PretzelMeUp · 25/01/2024 18:29

CO-PARENTING requires mutual respect. That's it. Ask, don't tell about changes.

PretzelMeUp · 25/01/2024 18:31

Coconutter24 · 25/01/2024 18:07

The fact she’s booked a holiday and then asking about childcare just shows how selfish she is so I’ll vote YANBU. Obviously most parents would jump at the chance for extra time with their children but If it’s short notice and work is planned and there really is no way to have the children then a no is fine to say, it’s unreasonable for you or dp to loose money from taking time out of work for the children (unless she would compensate you?) if she continually takes advantage. As a one of with plenty of notice would be ok

Exactly.

My DH and I often have my DSC for mum to go on holiday. She has never once done it without asking, so DH can arrange time off if needed and can enjoy the time with them. And it works both ways. My DH's ex would never just book a holiday without checking. That's how the system works.

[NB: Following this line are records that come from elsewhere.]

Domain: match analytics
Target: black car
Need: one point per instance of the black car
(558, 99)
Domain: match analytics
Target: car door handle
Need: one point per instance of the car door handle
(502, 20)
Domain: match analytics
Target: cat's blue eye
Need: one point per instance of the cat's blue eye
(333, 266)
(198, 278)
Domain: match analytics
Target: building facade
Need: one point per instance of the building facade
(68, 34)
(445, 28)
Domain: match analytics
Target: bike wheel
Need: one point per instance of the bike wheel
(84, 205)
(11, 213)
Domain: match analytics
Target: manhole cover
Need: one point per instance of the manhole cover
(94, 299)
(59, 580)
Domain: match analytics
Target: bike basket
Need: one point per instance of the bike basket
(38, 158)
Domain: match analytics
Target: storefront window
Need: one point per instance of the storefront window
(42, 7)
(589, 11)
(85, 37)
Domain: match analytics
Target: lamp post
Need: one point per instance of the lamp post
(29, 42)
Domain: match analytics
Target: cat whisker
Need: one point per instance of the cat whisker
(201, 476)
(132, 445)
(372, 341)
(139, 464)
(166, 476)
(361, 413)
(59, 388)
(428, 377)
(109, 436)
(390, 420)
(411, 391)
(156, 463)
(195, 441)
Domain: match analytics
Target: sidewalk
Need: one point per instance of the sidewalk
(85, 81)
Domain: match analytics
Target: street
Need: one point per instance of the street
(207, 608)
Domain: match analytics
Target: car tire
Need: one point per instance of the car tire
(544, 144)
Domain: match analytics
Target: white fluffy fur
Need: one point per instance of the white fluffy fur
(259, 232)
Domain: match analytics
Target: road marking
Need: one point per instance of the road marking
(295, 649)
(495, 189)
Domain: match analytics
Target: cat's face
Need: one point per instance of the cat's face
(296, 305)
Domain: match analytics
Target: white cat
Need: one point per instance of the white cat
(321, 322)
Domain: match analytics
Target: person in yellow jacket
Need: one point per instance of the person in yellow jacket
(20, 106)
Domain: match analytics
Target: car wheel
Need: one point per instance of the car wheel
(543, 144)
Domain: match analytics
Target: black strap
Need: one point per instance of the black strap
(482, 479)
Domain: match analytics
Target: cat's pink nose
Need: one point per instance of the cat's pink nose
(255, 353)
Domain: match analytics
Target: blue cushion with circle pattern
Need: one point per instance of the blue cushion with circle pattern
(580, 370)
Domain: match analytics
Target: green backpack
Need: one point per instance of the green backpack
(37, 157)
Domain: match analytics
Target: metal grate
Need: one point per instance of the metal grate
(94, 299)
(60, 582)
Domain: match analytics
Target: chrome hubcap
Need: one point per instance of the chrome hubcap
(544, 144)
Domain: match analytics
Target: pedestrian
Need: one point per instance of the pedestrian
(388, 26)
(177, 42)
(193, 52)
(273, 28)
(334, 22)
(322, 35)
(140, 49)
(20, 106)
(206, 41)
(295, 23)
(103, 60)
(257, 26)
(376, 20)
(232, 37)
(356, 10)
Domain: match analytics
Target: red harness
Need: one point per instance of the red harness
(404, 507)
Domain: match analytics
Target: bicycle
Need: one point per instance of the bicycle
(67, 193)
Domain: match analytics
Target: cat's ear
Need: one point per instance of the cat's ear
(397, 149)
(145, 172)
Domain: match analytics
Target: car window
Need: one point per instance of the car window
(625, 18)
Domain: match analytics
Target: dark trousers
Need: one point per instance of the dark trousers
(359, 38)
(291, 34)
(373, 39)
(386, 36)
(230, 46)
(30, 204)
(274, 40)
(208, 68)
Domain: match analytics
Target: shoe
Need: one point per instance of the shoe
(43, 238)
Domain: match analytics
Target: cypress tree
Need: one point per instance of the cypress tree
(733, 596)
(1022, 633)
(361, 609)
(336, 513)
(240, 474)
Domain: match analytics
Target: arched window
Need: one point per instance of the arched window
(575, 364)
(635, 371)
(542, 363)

AliceOlive · 25/01/2024 18:32

Don't say no. Say "We can't."
Let her think you have an obligation that precludes you from changing your schedule.

Hankunamatata · 25/01/2024 18:34

I think your dh has to tread very carefully around the wording of not wanting to his kids.

I don't think dh is unreasonable to be annoyed at trying to arrange childcare while working on the days he wouldn't usually have the kids.

I think asking ex to make the days up is a bit weird and transactional.